А 17 июня Гагки-паша «пробовал было выдвинуть отдельный отряд на Арзрумскую дорогу, чтобы угрожать Паскевичу», но его отряд тотчас же был атакован батальоном Эриванцев (13-й лейб-гренадерский Эриванский Царя Михаила Фёдоровича полк – он один из старейших и наиболее титулованных полков Русской армии. Сформирован в 1642 г. по указу царя Михаила Фёдоровича из московских стрельцов) и 1-м конно-мусульманским полком – и разбит наголову. Татары (термин, в XIX –начале XX века применявшийся ко всем мусульманским народам Кавказа) взяли при этом восемь знамен.
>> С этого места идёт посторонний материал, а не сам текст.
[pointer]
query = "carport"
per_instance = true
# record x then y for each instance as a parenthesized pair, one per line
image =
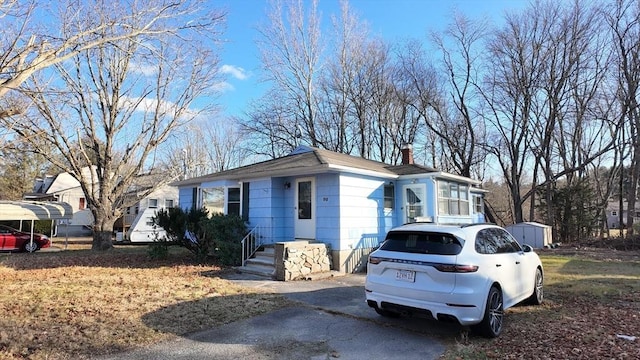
(34, 210)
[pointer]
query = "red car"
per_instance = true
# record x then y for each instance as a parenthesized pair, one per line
(12, 239)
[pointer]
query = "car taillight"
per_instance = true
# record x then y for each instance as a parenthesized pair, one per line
(456, 268)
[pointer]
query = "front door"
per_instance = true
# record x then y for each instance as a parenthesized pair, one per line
(305, 223)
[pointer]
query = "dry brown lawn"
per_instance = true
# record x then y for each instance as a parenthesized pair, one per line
(591, 297)
(76, 303)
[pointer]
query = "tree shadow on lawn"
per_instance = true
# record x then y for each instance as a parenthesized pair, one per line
(125, 257)
(275, 312)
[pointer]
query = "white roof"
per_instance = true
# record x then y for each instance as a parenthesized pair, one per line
(34, 210)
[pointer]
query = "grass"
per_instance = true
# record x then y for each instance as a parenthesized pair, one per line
(77, 304)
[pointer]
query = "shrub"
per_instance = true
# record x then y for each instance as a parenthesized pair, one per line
(218, 236)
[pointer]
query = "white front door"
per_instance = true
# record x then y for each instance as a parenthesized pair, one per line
(305, 218)
(414, 202)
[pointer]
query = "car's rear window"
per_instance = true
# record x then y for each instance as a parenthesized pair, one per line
(422, 243)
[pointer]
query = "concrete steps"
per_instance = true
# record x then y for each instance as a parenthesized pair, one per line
(261, 264)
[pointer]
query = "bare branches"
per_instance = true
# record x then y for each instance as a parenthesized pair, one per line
(120, 81)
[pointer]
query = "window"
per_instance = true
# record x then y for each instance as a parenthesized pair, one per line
(221, 200)
(453, 198)
(213, 200)
(389, 196)
(233, 204)
(414, 203)
(478, 206)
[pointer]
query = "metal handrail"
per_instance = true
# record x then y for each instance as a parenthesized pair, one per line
(250, 244)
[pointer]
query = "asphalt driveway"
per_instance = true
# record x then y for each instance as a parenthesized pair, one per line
(330, 320)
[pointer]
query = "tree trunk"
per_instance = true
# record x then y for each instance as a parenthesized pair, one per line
(102, 240)
(103, 231)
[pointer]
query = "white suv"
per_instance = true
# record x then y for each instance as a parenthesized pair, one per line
(469, 274)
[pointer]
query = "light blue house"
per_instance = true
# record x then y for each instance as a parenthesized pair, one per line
(341, 200)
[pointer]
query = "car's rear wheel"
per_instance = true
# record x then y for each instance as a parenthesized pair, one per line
(491, 325)
(537, 296)
(30, 247)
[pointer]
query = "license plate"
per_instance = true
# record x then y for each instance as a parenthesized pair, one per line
(406, 275)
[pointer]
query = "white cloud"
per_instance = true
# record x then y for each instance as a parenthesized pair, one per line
(235, 71)
(223, 87)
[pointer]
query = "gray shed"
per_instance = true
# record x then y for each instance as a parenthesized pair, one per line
(531, 233)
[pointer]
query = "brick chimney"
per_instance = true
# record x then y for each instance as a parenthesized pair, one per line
(407, 154)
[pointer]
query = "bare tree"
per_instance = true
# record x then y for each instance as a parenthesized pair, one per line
(207, 146)
(510, 90)
(291, 51)
(451, 114)
(27, 46)
(114, 105)
(623, 17)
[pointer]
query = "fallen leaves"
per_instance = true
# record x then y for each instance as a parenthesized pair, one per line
(78, 304)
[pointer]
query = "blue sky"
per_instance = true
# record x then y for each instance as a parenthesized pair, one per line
(391, 19)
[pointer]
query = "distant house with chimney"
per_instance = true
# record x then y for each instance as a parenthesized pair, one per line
(344, 201)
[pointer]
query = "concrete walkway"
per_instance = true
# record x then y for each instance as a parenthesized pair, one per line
(330, 320)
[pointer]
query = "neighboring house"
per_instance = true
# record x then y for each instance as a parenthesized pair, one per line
(65, 188)
(344, 201)
(613, 215)
(137, 223)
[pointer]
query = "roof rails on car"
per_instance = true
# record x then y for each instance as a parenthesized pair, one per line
(476, 224)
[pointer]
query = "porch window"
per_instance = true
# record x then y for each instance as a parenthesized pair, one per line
(453, 198)
(478, 206)
(389, 196)
(221, 200)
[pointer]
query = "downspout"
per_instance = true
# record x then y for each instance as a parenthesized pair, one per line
(31, 240)
(436, 211)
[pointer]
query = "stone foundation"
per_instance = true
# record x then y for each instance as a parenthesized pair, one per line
(298, 260)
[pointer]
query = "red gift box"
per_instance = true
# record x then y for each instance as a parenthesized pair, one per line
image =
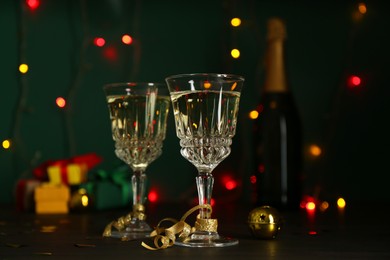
(86, 163)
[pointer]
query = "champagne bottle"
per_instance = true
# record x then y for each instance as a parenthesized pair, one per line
(277, 130)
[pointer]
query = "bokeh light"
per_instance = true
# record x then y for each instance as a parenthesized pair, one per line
(126, 39)
(354, 81)
(362, 8)
(253, 114)
(99, 41)
(33, 4)
(235, 53)
(235, 22)
(6, 144)
(23, 68)
(61, 102)
(315, 150)
(341, 203)
(153, 196)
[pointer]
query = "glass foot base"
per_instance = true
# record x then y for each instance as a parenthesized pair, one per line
(137, 229)
(206, 239)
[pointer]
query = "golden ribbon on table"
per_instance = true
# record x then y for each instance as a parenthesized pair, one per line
(121, 223)
(165, 237)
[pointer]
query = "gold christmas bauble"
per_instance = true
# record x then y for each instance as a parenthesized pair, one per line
(264, 222)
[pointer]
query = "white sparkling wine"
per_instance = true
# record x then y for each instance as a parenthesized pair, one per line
(138, 127)
(205, 123)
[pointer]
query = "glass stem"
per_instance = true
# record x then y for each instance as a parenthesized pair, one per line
(204, 183)
(138, 182)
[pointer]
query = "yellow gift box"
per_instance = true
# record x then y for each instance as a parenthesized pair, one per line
(52, 199)
(71, 174)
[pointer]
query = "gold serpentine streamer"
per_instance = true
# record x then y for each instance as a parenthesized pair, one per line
(121, 223)
(165, 237)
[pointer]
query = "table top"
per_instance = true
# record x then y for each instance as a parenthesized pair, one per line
(357, 232)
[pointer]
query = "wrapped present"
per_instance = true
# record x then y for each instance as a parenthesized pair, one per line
(52, 198)
(62, 173)
(69, 174)
(109, 190)
(24, 194)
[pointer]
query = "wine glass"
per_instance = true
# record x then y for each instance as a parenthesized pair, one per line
(205, 108)
(138, 113)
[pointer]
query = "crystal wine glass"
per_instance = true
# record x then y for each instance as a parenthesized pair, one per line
(138, 113)
(205, 108)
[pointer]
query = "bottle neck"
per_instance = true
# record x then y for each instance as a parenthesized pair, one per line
(275, 78)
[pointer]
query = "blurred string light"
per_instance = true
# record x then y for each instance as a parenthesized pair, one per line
(341, 203)
(6, 144)
(315, 150)
(99, 41)
(235, 53)
(127, 39)
(354, 81)
(153, 196)
(359, 12)
(33, 4)
(235, 22)
(362, 8)
(254, 114)
(61, 102)
(324, 205)
(23, 68)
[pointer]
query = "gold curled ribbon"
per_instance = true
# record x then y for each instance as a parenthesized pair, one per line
(165, 237)
(121, 223)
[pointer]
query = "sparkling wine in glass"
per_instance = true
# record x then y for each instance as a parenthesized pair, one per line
(138, 113)
(205, 108)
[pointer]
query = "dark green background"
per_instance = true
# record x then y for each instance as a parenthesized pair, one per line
(325, 45)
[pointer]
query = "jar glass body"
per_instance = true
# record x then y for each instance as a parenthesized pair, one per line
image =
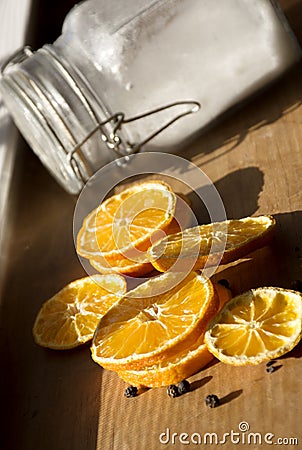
(134, 57)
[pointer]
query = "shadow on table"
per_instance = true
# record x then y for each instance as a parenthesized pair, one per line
(263, 108)
(239, 192)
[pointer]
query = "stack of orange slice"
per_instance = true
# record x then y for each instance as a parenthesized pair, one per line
(116, 235)
(155, 339)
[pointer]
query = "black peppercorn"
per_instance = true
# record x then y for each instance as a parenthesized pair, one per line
(183, 387)
(172, 391)
(212, 401)
(130, 391)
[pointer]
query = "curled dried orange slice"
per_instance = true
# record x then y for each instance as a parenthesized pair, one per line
(211, 244)
(179, 366)
(259, 325)
(126, 222)
(160, 317)
(70, 317)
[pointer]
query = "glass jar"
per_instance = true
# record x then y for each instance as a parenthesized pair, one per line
(135, 57)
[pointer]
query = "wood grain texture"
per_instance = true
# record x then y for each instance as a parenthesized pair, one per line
(62, 400)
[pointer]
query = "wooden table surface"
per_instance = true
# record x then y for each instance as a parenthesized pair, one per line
(63, 400)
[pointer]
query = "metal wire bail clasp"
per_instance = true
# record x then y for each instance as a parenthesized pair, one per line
(114, 142)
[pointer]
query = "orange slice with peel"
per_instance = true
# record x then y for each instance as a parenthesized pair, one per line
(70, 317)
(256, 326)
(211, 244)
(126, 222)
(158, 318)
(179, 366)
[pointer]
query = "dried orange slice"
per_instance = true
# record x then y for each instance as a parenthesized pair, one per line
(70, 317)
(256, 326)
(160, 317)
(179, 366)
(126, 221)
(138, 267)
(215, 243)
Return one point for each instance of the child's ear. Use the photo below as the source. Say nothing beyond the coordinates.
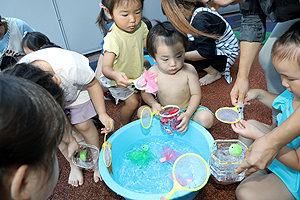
(107, 13)
(56, 79)
(19, 184)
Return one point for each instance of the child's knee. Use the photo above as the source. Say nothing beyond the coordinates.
(133, 102)
(205, 118)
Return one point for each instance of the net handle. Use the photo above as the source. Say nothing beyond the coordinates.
(238, 109)
(105, 144)
(177, 186)
(151, 118)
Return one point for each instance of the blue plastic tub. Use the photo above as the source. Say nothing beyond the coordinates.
(196, 136)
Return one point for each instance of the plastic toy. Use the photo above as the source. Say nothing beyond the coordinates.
(226, 156)
(146, 117)
(107, 157)
(168, 118)
(230, 115)
(186, 166)
(86, 157)
(169, 154)
(235, 149)
(141, 157)
(147, 82)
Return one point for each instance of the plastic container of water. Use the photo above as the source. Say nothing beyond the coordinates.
(225, 157)
(168, 119)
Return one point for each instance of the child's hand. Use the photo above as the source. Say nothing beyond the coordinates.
(107, 122)
(251, 95)
(246, 130)
(72, 147)
(184, 124)
(122, 80)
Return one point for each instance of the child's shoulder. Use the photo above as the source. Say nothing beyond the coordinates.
(153, 69)
(188, 68)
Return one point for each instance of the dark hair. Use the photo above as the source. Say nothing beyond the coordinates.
(103, 20)
(36, 40)
(147, 22)
(38, 76)
(287, 46)
(164, 32)
(172, 11)
(32, 125)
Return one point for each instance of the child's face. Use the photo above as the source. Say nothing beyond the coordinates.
(169, 59)
(290, 76)
(127, 16)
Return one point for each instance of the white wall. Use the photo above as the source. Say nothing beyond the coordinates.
(68, 23)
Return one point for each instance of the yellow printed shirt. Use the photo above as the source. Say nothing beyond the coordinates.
(128, 48)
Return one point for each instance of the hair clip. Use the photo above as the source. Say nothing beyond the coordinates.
(101, 5)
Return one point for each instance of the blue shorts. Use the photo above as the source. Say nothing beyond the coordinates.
(200, 108)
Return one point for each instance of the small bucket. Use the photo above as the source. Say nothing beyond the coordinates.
(168, 119)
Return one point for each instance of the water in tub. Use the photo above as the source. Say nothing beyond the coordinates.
(153, 178)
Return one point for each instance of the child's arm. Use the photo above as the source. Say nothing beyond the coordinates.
(249, 130)
(149, 99)
(193, 56)
(263, 96)
(121, 79)
(290, 157)
(96, 94)
(145, 42)
(195, 98)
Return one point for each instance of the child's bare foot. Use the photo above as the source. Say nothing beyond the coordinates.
(76, 176)
(97, 176)
(209, 78)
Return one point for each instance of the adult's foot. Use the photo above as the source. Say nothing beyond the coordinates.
(209, 78)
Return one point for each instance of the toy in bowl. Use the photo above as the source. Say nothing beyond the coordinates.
(225, 157)
(168, 118)
(86, 157)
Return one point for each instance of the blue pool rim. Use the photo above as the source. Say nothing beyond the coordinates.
(134, 132)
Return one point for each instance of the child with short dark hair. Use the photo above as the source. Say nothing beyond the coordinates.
(32, 125)
(123, 59)
(282, 178)
(178, 81)
(84, 96)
В числе особенно отличившихся были и два юнкера Нижегородского полка Сулханов и Сербинович, «добровольно служившие в татарских полках инструкторами». Обоих Паскевич произвел в офицеры. Причем при этом деле, как писал Пушкин, «Осман-паша, начальствовавший конницей, едва успел спастись»
*
Однако Паскевич понял, что атаковать неприятеля с занятых высот невозможно: турецкий лагерь отделялся от нашего тремя грядами конических высот, между которыми лежали такие глубокие овраги, что артиллерию пришлось бы спускать на канатах. Атака могла стоить нам громадных потерь: неприятель легко «употребил бы в дело свою артиллерию», а наша оставалась бы для отряда «бесполезным бременем».
Между тем наши войска были уверены, что их вот-вот поведут брать неприятельский лагерь, и при каждом появлении главнокомандующего просились в бой. «Многие из вас, – говорил он в своем приказе по корпусу впоследствии, когда «победные лавры» за Саган-луг уже увенчали его голову – просили меня вести испытанное войско этим трудным путем, но я не повел вас оным, щадя кровь вашу. Там мы купили бы победу слишком дорогой ценой, а каждый из вас дорог мне и по заслугам, принесенным отечеству, и по чувствам личной моей к вам признательности».
Нашему отряду оставалось двигаться дальше, в тыл миллидюзского лагеря. Но для этого нужно было сделать «трудное обходное движение, которое могло привести к столкновению на Арзрумской дороге с самим сераскиром». Ситуация усложнялась наши «громадным» обозом, который «нельзя было оставить на месте, не раздробляя войск», а их и без того было недостаточно. Другого варианта, однако, не представлялось, и 18 июня началась подготовка знаменитого флангового марша Паскевича, в два дня уничтожившего 30-тысячную турецкую армию…
Источник: Потто В.А. История 44-го Драгунского Нижегородского полка / сост. В. Потто. - СПб.: типо-лит. Р. Голике, 1892-1908.